Tuesday, October 27, 2009

Commodity Relations, part 1

The two essential features of capitalism are:
  1. The dominance of commodity relations
  2. The social, political and legal privilege held by the owners of capital

Commodity relations are a specific kind of economic relations, a particular way that people socially relate to each other regarding the use of purposeful human activity to create the "stuff" that we need for material survival and enjoyment.

Under commodity relations, each individual typically produces one or two commodities, such as hats, shoes, coats, wheat, rice, houses, computer programs, movies, and so forth. Individuals then exchange those commodities with other individuals. Furthermore, this exchange is "hostile", in that both individuals in any exchange are trying to get the "best" deal at the expense of each other (thus distinguishing commodity relations from the exchange of gifts).

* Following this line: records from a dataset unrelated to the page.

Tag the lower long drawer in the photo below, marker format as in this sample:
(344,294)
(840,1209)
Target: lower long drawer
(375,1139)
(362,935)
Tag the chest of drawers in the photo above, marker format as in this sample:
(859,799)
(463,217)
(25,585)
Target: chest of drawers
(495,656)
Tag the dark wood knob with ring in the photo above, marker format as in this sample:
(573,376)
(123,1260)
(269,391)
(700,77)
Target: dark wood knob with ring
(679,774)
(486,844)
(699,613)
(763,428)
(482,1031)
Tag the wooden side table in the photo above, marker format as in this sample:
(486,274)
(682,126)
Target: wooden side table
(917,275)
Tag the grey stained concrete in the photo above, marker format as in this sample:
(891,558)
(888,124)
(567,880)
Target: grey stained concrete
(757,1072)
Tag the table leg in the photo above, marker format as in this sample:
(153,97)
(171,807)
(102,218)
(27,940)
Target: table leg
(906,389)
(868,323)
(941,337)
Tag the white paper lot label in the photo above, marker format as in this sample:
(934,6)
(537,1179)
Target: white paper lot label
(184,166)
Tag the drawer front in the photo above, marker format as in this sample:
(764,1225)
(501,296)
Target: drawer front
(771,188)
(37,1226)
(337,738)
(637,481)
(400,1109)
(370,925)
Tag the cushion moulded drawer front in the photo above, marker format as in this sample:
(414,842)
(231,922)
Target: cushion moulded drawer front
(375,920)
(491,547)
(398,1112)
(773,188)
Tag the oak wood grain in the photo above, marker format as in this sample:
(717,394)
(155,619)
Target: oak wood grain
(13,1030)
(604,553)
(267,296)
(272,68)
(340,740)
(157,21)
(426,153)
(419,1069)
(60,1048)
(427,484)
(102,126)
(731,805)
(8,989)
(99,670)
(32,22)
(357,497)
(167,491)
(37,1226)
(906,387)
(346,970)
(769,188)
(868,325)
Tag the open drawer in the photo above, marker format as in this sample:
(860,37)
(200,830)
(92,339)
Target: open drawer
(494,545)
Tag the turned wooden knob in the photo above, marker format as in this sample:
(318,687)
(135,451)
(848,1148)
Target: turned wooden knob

Commodity relations existed before the capitalist era: people have exchanged the products of their labor since time immemorial, but under capitalism commodity relations are the dominant form of economic relations. People exchanged things under feudalism, but most labor was directed towards individual self-sufficiency (each individual directly consumed most of the products of his or her own labor, without exchange) and the dominant form of social economic activity was paying tribute to the feudal aristocracy and nobility, without a direct and immediate exchange of compensating commodities.

Similarly, although commodity relations dominate under capitalism, not all economic relations are commodity relations. If you do your own housework, that's labor (human activity that's not inherently desirable, but is purposefully and effectively employed towards a desirable end) but you don't exchange the product of your labor with others. (Of course, hiring someone to clean your house is a commodity relation.) Likewise, taxes are not a commodity relation; the benefits of taxation are indirect and deferred, not direct and immediate.

But still, under capitalism, most people spend the majority of their working day producing a single good or service, which they exchange for money, which they exchange for all the various commodities they need for survival and the enjoyment of life. In order to understand capitalism, we have to understand commodity relations in some detail.